Zandvoort will be the second new track to be added to the calendar in 2020, following the announcement of a street race in the Vietnamese capital Hanoi.
Chase Carey, chairman and chief executive of Formula 1, said: “We’re particularly pleased to announce that Formula 1 is returning to race in the Netherlands, at the Zandvoort track.
“From the beginning of our tenure in Formula 1, we said we wanted to race in new venues, while also respecting the sport’s historic roots in Europe.”
If no races are removed, that would mean a record-breaking 23-race calendar at a time when teams are keen to keep the number at the current 21 or even fewer.

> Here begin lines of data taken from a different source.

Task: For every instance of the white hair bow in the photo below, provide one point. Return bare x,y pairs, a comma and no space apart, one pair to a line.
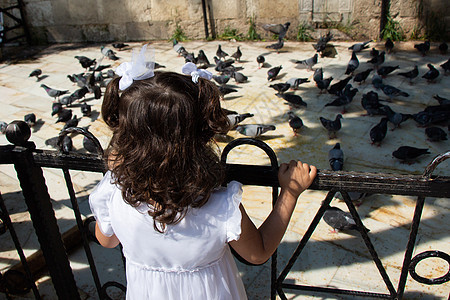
141,67
191,69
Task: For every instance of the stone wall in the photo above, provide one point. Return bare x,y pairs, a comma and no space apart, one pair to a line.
120,20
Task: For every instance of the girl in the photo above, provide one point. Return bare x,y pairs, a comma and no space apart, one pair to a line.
162,197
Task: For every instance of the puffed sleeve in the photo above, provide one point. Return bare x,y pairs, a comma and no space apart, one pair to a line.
99,201
234,215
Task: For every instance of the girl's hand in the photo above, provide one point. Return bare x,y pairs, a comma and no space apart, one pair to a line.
296,177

However, five races are out of contract at the end of this season – Britain, Germany, Italy, Mexico and Spain – and F1 insiders said at the Spanish Grand Prix last weekend that at least two and possibly three of them are likely to drop off the schedule.
Italy and F1 have announced that they have reached an “agreement in principle” to continue the race at Monza until 2024, having agreed the cost of the new contract but not yet signed it.

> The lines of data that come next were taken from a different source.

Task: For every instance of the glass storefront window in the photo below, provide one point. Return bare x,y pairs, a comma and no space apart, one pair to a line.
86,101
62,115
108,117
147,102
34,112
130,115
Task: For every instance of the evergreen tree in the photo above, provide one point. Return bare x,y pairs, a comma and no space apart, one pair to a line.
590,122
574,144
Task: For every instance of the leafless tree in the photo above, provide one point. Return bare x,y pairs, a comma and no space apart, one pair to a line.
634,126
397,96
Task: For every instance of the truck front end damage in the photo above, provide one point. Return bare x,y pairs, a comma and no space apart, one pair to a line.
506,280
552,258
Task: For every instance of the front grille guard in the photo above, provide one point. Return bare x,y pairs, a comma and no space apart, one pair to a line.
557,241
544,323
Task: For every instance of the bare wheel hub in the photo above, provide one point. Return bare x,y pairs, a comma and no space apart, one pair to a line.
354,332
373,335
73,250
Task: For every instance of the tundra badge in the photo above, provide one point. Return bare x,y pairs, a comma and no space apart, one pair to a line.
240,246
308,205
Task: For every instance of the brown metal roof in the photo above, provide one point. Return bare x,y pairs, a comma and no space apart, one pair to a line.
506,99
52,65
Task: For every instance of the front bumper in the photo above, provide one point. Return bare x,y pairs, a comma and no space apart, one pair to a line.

Silverstone is said to be close to securing a new deal, but Germany, Mexico and Spain are vulnerable, and all three could potentially go, although no formal announcements have been made.

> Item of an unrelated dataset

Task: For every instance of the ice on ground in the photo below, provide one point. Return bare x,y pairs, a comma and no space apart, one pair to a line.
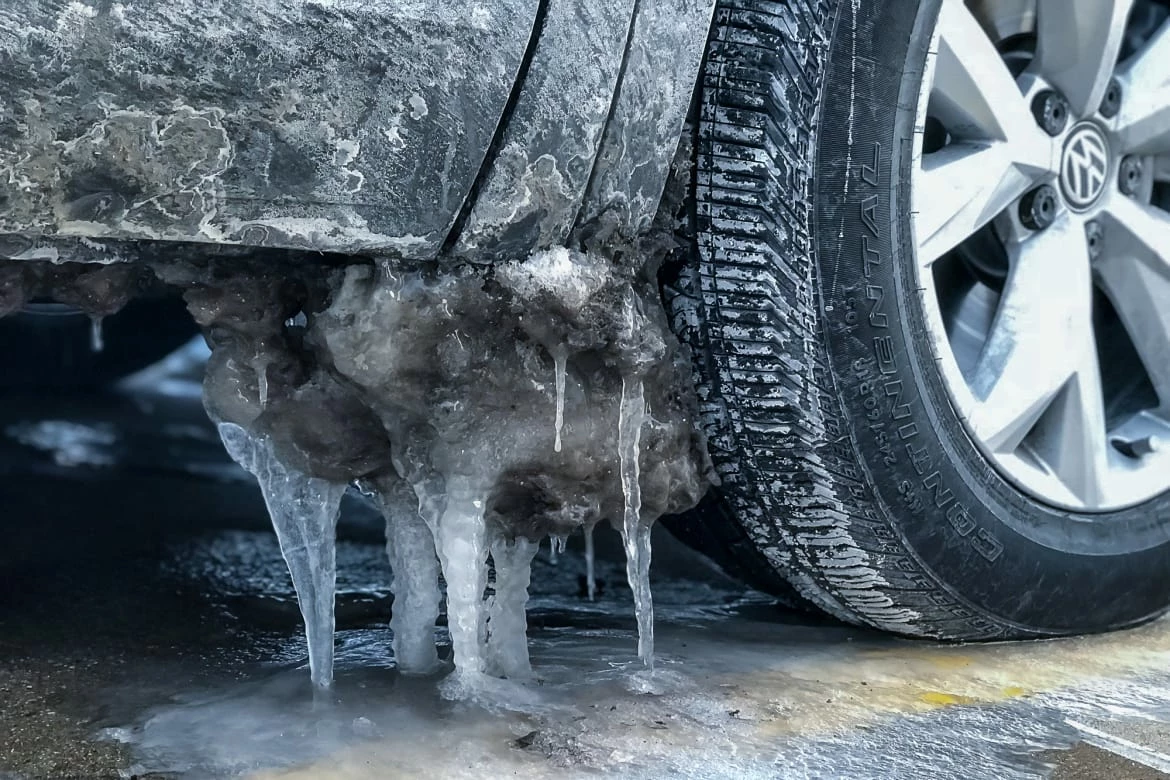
304,515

The Dutch Grand Prix was first part of the Formula 1 World Championship in 1952 and was held 13 years in a row between 1973 and 1985, but was dropped for the 1986 season.
Jean Todt, president of motorsport’s governing body, the FIA, said: “I’m pleased to see that Zandvoort will be part of the proposed calendar for 2020, and thankful for the hard work of Formula 1 to bring the sport back to the Netherlands.
“It’s a circuit with a long and impressive history of competition and is a great challenge for drivers, and with the popularity of Max Verstappen I’m sure there will be a huge number of fans in attendance.
“There is now a lot of preparation needed to bring the circuit up to the required safety standards to host a Formula 1 race.”